Judge Wallace then resumed: “The necessary import of the verdict, is that you did in fact feloniously take the life of the deceased woman, and by the disgusting and brutal means shown in the evidence; you were, therefore, plainly guilty of murder; that yon were drunk when you did the act afforded no defense as against the charge of murder in the second degree, and as the entire jury appear to have been satisfied that you committed the act charged, you should at least have been convicted of that offense —the offense of murder in the second degree; it is understood that some eleven of the gentlemen of the jury were of that opinion, too. Among the twelve, however, one was found who, while he, like the others, was convinced that you feloniously took the life of the woman, nevertheless refused to concur in a verdict of murder, and so the others of the jury were forced either to adopt the views of their one dissenting associate or find no verdict at all.

“It is provided by the constitution that in civil cases three-fourths of the jury may render a verdict, but in criminal cases absolute unanimity is still required by our law. The conspicuous failure of substantial justice which has thus resulted in your case may possibly suggest to thoughtful men the advisability of changing the constitution, so as to permit a number of juror*less than the whole to render a verdict in criminal as well as in civil cases.

“The verdict here, as already observed, is a verdict of manslaughter; the extreme measure of punishment mentioned in our statute for that offense is imprisonment in the State Prison for a term not exceeding ten years in duration. And then, under the law of this State, even should this extreme penalty be now adjudged against you, the term of your actual imprisonment is subject to material reduction, for a sentence of ten years’ imprisonment formally imposed here will probably turn out by mere operation of statutory law to be an imprisonment of no more than six years and six mouths in actual duration, to say nothing of the interposition of the executive authority to still further reduce the term or to pardon the offense outright. For wantonly and feloniously taking the life of a defenseless woman six years’ and six months’ imprisonment! In fact, the system of criminal administration at this time established by our constitution and laws would appear wholly inadequate to deal properly with crimes such as yours.

“The jury having found you guilty of the crime of manslaughter, the sentence of the court is that you be imprisoned in the State Prison for a term of ten years.”

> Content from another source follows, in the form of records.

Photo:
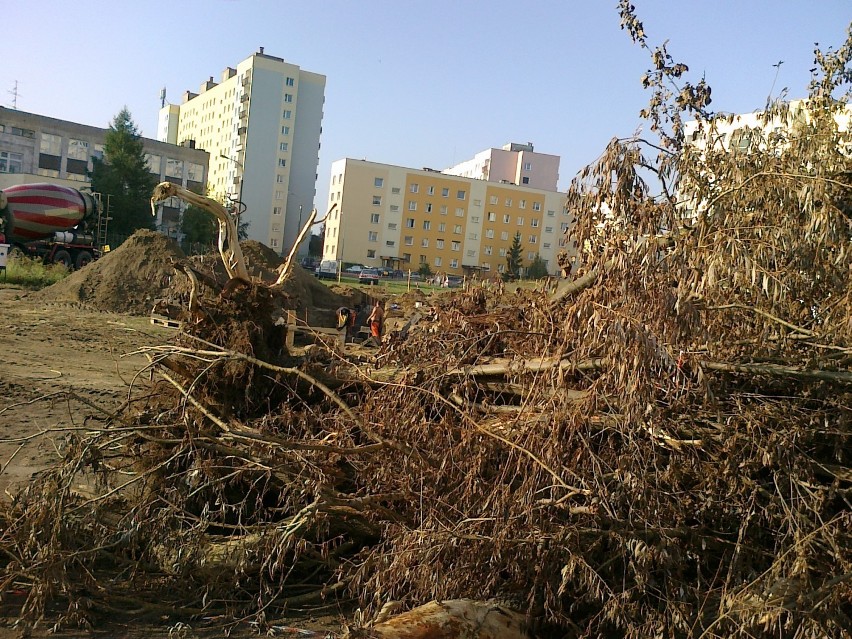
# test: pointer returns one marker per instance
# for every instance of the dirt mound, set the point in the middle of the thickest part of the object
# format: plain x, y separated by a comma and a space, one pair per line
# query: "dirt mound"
126, 280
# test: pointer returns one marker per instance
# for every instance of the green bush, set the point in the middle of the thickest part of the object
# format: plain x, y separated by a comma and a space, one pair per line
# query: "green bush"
32, 274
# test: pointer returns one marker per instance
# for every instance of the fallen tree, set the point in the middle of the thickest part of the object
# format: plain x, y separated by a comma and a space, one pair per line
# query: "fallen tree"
659, 447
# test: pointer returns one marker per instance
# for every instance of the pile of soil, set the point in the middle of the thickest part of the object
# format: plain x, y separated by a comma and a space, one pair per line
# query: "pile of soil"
126, 280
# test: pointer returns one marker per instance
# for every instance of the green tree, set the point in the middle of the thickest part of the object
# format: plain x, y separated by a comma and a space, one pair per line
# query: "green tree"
123, 174
513, 259
537, 269
198, 228
316, 243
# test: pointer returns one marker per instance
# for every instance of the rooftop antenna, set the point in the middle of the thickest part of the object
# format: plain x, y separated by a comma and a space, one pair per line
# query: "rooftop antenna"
772, 88
14, 93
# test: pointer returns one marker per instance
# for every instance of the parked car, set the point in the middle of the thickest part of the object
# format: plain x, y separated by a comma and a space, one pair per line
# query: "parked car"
327, 270
369, 276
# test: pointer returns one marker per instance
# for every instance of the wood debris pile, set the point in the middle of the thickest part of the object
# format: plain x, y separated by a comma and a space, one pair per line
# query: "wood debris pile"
658, 447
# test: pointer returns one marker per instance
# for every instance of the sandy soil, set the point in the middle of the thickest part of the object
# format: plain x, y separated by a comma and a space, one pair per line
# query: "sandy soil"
50, 355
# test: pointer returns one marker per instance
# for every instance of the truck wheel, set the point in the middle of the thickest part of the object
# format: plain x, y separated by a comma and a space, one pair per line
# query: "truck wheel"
83, 258
63, 257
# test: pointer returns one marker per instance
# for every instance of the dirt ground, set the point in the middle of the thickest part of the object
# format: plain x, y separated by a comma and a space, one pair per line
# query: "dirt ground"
61, 366
49, 352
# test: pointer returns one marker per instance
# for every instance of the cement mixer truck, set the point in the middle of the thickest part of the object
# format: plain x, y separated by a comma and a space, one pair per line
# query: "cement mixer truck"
57, 224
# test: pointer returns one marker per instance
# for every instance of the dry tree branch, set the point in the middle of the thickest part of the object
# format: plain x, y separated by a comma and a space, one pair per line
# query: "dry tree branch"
229, 244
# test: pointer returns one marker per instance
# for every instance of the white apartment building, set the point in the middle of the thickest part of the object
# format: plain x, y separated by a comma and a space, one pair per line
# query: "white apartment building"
261, 124
37, 148
400, 218
513, 164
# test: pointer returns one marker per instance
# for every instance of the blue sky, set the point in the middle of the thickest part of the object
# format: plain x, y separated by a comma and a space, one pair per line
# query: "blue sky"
415, 82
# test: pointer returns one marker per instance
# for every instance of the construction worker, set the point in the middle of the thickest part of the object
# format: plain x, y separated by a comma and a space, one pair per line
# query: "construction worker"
346, 321
376, 321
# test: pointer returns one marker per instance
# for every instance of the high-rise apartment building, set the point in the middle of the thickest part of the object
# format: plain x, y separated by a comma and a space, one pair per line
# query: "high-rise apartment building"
398, 217
513, 164
261, 124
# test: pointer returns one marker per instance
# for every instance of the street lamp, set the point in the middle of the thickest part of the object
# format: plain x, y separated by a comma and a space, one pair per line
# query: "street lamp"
239, 207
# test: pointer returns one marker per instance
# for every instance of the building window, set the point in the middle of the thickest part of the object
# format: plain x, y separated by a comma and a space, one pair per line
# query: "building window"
50, 144
78, 150
11, 162
174, 168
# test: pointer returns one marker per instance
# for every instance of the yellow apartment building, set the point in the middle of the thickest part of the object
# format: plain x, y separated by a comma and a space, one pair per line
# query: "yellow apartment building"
399, 218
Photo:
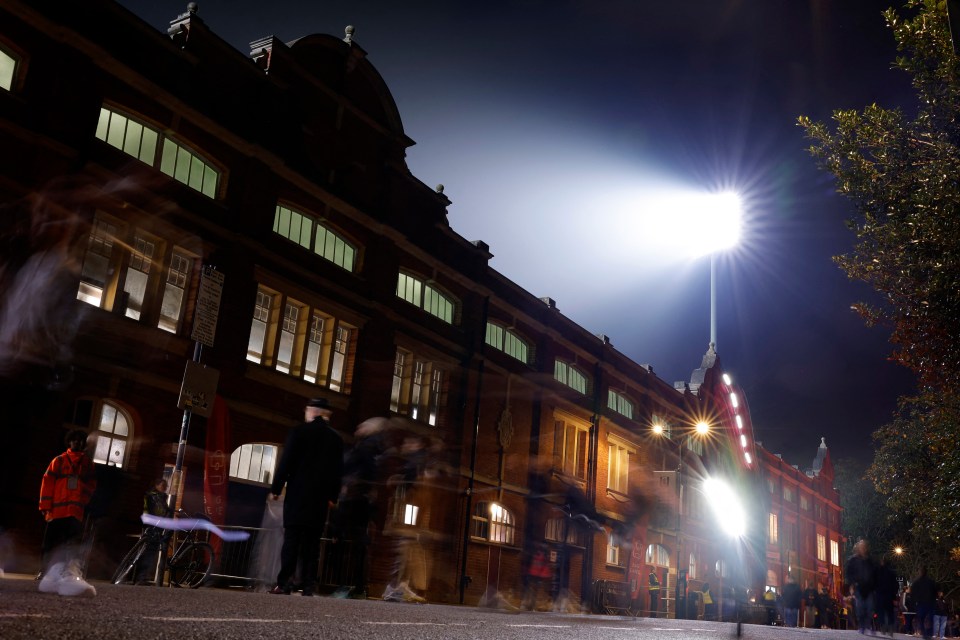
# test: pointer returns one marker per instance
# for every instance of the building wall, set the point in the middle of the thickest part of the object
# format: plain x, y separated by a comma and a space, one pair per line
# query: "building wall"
312, 126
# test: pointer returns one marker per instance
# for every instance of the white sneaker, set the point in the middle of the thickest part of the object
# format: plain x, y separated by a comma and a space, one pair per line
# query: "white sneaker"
51, 578
72, 582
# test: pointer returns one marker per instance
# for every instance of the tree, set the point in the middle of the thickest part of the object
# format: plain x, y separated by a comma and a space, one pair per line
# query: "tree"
902, 175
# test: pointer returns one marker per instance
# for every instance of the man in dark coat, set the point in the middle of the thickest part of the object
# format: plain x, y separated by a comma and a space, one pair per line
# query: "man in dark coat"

The unhappy man’s wife on hearing the sentence burst into tears, while O’Neil sat with his hands closed together and his eyes bent on the ground, while his mind doubtless traveled back through circumstances and events in the past which, through his own fault alone, led to the utter ruin and desolation of his home. He was quickly led from the room and the court proceeded with the regular business of the day.

The Morning Call (San Francisco, California) Dec 19, 1893

*****

What’s that old saying? The apple doesn’t fall far from the tree?

Young Martin O’Neil.

Martin O’Neil Jr., the son of the man now incarcerated in the San Francisco prison charged with the murder of Mrs. Kate Griffes in a water-front saloon, was tried before Judge Allen yesterday and convicted by the jury after a few minutes’ deliberation on a charge of battery, committed on an old man named George Creverling on May 14 last.

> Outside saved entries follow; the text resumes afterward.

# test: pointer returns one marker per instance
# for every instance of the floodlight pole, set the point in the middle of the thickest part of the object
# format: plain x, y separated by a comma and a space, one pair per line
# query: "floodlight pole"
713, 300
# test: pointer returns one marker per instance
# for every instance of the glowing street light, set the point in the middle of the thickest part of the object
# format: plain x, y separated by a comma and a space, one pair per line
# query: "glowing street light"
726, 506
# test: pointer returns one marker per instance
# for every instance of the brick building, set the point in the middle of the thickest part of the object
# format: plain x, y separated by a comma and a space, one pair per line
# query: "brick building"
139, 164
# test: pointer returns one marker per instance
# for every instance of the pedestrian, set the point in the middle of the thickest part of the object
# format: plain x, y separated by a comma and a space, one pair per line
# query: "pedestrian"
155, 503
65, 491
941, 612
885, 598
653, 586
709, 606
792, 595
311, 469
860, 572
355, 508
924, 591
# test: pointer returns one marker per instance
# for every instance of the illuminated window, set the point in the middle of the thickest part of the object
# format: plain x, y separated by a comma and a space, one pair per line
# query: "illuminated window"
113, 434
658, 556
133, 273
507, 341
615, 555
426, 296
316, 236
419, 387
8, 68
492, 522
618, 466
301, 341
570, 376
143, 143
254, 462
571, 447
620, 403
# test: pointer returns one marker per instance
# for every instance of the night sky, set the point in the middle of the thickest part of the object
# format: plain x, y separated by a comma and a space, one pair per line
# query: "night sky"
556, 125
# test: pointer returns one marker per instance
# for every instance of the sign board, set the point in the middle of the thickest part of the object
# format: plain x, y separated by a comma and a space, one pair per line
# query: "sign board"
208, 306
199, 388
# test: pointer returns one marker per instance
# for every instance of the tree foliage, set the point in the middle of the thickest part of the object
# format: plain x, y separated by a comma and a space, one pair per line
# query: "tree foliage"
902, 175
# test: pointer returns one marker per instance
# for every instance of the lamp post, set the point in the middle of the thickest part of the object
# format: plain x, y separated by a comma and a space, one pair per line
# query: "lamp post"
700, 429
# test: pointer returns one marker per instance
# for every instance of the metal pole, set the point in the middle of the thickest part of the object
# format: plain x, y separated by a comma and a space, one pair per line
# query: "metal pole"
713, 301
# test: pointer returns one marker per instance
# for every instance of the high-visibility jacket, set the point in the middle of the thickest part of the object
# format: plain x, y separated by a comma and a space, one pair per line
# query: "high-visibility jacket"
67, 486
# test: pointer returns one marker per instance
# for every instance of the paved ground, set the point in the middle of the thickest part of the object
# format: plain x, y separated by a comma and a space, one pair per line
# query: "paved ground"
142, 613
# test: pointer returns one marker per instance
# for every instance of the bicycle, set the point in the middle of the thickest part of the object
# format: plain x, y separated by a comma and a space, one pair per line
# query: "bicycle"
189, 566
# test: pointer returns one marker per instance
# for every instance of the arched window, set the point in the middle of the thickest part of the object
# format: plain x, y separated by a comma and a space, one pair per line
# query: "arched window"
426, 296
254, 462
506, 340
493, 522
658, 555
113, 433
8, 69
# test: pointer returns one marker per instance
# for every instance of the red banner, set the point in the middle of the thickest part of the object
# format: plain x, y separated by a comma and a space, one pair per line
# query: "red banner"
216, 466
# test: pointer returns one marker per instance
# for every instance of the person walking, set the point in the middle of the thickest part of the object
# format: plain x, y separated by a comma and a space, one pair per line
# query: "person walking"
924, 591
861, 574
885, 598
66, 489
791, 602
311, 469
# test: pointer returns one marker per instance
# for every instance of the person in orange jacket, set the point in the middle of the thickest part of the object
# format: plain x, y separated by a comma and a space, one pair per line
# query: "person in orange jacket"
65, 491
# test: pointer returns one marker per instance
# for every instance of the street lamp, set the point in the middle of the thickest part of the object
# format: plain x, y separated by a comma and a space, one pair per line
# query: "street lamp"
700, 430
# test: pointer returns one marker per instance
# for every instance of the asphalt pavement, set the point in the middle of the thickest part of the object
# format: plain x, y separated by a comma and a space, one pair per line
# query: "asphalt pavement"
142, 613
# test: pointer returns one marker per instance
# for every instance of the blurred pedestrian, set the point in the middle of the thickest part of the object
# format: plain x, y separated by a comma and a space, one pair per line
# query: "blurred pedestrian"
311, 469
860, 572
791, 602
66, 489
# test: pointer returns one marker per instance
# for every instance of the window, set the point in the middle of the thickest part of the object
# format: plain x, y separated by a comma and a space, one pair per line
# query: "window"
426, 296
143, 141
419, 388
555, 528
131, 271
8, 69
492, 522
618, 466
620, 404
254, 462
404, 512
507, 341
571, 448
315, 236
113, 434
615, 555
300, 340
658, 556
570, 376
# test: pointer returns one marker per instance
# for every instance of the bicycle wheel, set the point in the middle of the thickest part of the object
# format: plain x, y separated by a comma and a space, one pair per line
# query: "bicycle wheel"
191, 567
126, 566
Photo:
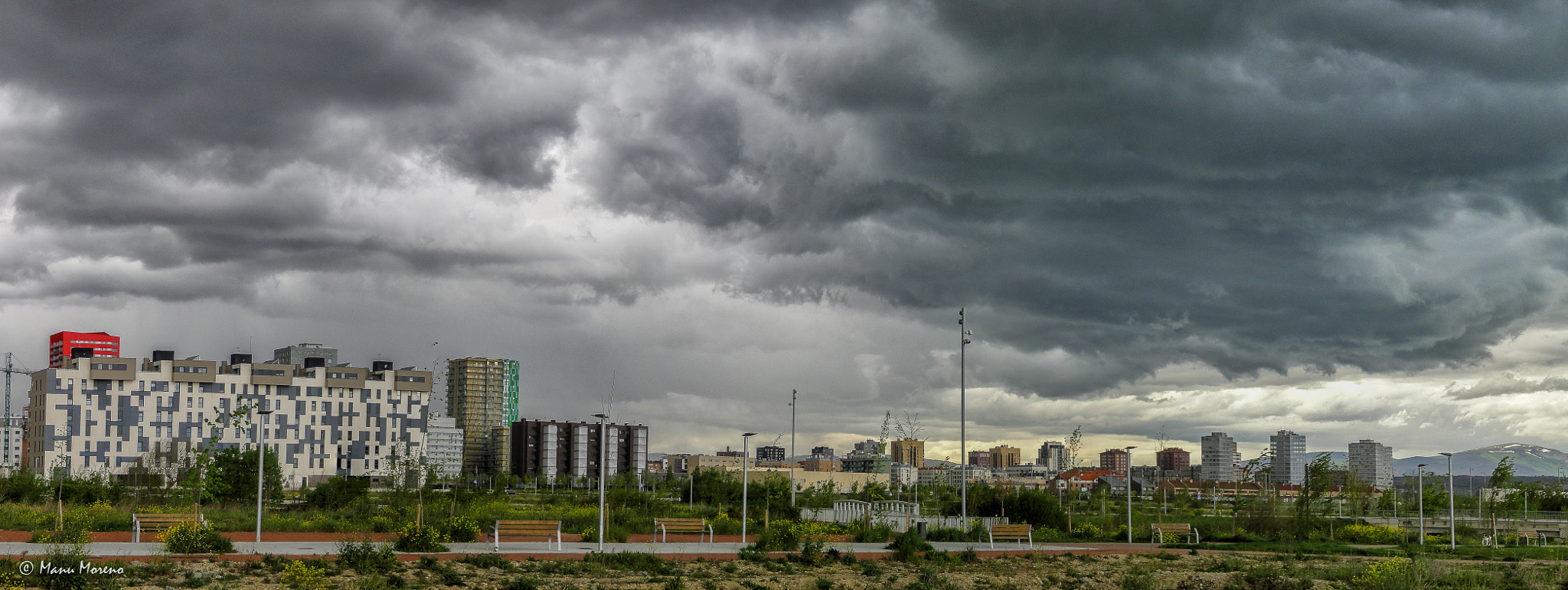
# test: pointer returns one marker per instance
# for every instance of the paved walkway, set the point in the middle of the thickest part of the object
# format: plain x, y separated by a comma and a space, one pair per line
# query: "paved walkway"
541, 549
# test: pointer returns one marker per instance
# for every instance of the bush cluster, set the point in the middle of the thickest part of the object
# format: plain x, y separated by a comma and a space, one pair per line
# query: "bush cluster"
417, 539
194, 539
1370, 534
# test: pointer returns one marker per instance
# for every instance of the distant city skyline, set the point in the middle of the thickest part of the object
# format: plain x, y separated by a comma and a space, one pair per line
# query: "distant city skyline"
1346, 222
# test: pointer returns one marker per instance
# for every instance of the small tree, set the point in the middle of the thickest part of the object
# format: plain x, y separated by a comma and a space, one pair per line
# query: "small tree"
1501, 481
1315, 487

O’Neil,  Jr. was drunk at the time of the beating and kicking. He pleaded his own case, claiming that what he aid was done in self-defense. His old mother sat by him yesterday in court.

Young O’Neil is a hard enough working fellow when sober, but he has been in trouble before through his drinking, and always heretofore his mother has been able to get him out of trouble. He will be sentenced to-day.